Angela Paterson 31:45
And I think what you're saying, David, about the the models, you know, outliers, so, so long as the the models are able to spot the outliers the way that a human would, you know, if you get a bunch of patient data, there's always spurious results that you don't understand. It's okay if it's a clinical trial, because if you're the clinical monitor, you can go pick up the patient records and see what it should have been. You can pick up the actual scans, the results, look at them, figure out what the value should have been, and you can you can correct it and during the study, but when it's retrospective, you're relying on the hospital staff having filled in that information. So when humans are looking at it, you can look and you can say, okay, that value that patient seems a little bit different to what I would anticipate. And sometimes you can investigate, most times you can. So it really depends. If the AI is able to make that distinction between, is this an outlier? Is this not an outlier? And that, again, that comes with the training, doesn't it?
David Vu 32:50
Yeah, I agree.
Edwin Lindsay 32:53
Okay, we're coming close to the end, more just going forward, and just to give kind of startups advice from your experience, what do you think, and what would you tell them for what investors are going to be looking for from a clinical point of view, from clinical trial for your plan, because obviously they look for a return. They look to give you the money up on yourself. The clinical trial is going to be successful.

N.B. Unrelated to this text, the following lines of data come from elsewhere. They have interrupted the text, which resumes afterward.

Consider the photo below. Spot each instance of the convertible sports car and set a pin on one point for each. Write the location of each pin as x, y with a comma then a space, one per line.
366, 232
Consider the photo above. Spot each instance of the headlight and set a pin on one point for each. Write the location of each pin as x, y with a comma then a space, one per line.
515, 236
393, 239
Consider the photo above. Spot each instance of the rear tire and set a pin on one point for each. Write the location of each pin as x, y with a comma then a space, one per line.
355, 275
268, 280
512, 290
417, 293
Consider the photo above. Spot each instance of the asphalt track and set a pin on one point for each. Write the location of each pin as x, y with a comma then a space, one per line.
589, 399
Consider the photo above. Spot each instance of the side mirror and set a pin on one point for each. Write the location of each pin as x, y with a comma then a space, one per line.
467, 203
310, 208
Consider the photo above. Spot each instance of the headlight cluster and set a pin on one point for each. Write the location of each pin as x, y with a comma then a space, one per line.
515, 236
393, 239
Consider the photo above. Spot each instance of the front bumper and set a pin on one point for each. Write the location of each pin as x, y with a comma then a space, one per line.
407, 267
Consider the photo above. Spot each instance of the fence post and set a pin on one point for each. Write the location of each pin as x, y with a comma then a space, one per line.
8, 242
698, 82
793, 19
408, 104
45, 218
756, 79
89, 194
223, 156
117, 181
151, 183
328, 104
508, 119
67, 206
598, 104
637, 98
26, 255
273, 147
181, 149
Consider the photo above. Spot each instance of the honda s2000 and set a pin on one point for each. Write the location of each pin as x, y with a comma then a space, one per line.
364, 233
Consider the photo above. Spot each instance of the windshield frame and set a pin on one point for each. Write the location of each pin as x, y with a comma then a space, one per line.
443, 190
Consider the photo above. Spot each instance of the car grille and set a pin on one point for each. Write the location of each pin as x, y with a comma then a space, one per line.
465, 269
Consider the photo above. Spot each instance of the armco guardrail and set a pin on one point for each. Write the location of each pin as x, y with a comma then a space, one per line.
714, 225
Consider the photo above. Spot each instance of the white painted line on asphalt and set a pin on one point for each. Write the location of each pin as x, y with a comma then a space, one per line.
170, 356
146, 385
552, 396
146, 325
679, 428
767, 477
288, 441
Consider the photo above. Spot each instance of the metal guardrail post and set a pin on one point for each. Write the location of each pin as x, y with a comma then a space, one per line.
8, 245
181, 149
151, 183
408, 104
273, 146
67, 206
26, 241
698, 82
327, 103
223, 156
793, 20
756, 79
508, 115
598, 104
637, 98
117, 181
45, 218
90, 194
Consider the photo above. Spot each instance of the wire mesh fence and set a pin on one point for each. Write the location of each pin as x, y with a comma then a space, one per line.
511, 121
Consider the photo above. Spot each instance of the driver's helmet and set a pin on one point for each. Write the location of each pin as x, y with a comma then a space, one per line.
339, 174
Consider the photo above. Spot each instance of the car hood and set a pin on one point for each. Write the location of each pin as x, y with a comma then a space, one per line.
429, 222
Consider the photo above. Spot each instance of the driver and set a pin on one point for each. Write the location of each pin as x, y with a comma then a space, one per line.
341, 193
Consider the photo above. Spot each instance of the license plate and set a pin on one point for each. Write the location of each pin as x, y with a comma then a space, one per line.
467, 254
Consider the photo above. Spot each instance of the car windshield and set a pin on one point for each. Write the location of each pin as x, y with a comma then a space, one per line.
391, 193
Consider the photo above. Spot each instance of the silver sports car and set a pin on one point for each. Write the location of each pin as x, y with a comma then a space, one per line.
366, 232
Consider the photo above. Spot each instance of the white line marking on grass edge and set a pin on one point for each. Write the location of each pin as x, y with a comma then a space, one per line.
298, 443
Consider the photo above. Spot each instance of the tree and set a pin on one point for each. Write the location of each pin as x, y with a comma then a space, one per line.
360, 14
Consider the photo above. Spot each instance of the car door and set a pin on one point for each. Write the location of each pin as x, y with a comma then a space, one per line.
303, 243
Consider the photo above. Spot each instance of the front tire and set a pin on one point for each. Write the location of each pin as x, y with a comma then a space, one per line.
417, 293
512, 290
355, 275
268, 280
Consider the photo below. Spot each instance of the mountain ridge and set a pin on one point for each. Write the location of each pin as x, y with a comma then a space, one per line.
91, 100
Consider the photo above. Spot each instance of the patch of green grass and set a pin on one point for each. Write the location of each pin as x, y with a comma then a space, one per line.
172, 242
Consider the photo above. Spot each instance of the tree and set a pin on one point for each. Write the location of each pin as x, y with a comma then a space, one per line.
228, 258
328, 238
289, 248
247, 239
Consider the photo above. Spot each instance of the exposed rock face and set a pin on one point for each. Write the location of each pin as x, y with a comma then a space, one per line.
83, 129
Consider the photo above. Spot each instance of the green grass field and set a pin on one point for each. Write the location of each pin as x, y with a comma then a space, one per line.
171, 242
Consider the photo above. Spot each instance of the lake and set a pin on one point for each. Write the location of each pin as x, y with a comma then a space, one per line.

From from your experience, from both of you, what do you see that it kind of gives a selling point to investor. We've heard lots of presentations over the last two days, all about, please show me the money. But how do you convince them to give you the money when you know you've got a massive clinical trial, but you obviously your product may work, may not work, but is there any tips that you can help? It can potentially help invest startups, get show that they are ready for that.
David Vu 33:51
Yeah, you know, I think, aside from the usual things, you know, the product has to work, differentiate all the type of things from a data perspective. And maybe I'll answer, try to answer try to answer your question from an AI perspective, you know, like, I, like, I mentioned before we saw a lot of first generation AI models that were just developed on public domain chest X ray triage. I think was a classic example of that, right? Everyone had a chest X ray algo and then Mammo, I think, you know, pretty close in terms of homogeneity. So, so I think investors will begin to look at the the training data underlying a model as a potential source of differentiation, in addition to all the usual things, clinical utility, competitive landscape, et cetera. But to me, if I had you know if my model. Is trained on a longitudinal data set that is difficult to you know, substantial, unique, difficult to obtain or reproduce, then I would argue that would be a competitive moat. So I'll give you one example of a of a space I did, I worked with some collaborators in wound care. So this is solutions that, you know, would use a smartphone or some type of optical device take a picture of a wound, diabetic foot ulcer or whatever, and, you know, make some type of assessment, fairly kind of typical use case. We saw a lot of these types of models in in the marketplace, and a lot of them, again, were just trained either on a publicly public domain data or B data. That was obtained in a specific patient encounter and then annotated, you know, by a clinician at that moment in time. Right? What we didn't see a lot of, and what attracted me to a one company I looked at was the fact that they were working with a longitudinal wound care database that was developed over the course of many years by a pi that had specific focus in studying, you know, kind of the evolution of wounds and long term outcomes, right? And then so being able to man map have a data set that matched the the images at a certain point of time, but also to outcomes downstream, made a model that performed better in in the intended use, which was to forecast whether a wound would would would develop into a foot ulcer that had to be amputated, you know, for for, for example. So to me, you know, these are factors that I would argue, or I have observed would influence valuation.
Angela Paterson 37:26
For me, it's all about the clear strategy. So if you're looking for funding for a clinical trial, you need to know what that trial looks like. You need to have done a pre sub q sub with FDA. If you're going to the US, have them look at your study design, even just the study synopsis, how many patients? What follow up are you going to have? What's the demographic of those patients? And have that letter back from FDA say, yes, we agree. Same goes for Japan. I would never dream of doing a clinical trial in Japan without having a consultation with PMDA. Have them look at your study. Tell you what they think. Tell you if you need more patients, tell you if you need a different demographic, if you need maybe even it could be different ages, different weights of patients. It could be, could be anything. Japan's a particularly interesting case because of the very aging population. You see patients being treated in Japan that would be denied treatment in most of Europe. So when coming from Europe or the US, you're perhaps thinking, I'm only going to design my study for patients up to 75 years old. If you go to Japan with that, they'll say, Well, what about our What about our people? Our people are need the surgery when they're 90, and they still get that surgery when they're 90, therefore that's the reason to go talk to PMDA and make sure that you've done that. But having done that research, having that strategy, having those communications with the regulators, that's really what you need to show investors that you are serious, that you actually have done your homework, and that you actually know how much your study will cost, because if, if you've just designed the study by yourself, haven't spoken to anyone, the you haven't validated what you're doing, therefore they're unlikely to fund what you're doing, and
David Vu 39:44
that's why you need they need great advisors.
Angela Paterson 39:47
Yes, absolutely,
Edwin Lindsay 39:49
but I think that's time up. But thank you very much. Thank you.
David Vu 39:54
Thanks for hanging with us.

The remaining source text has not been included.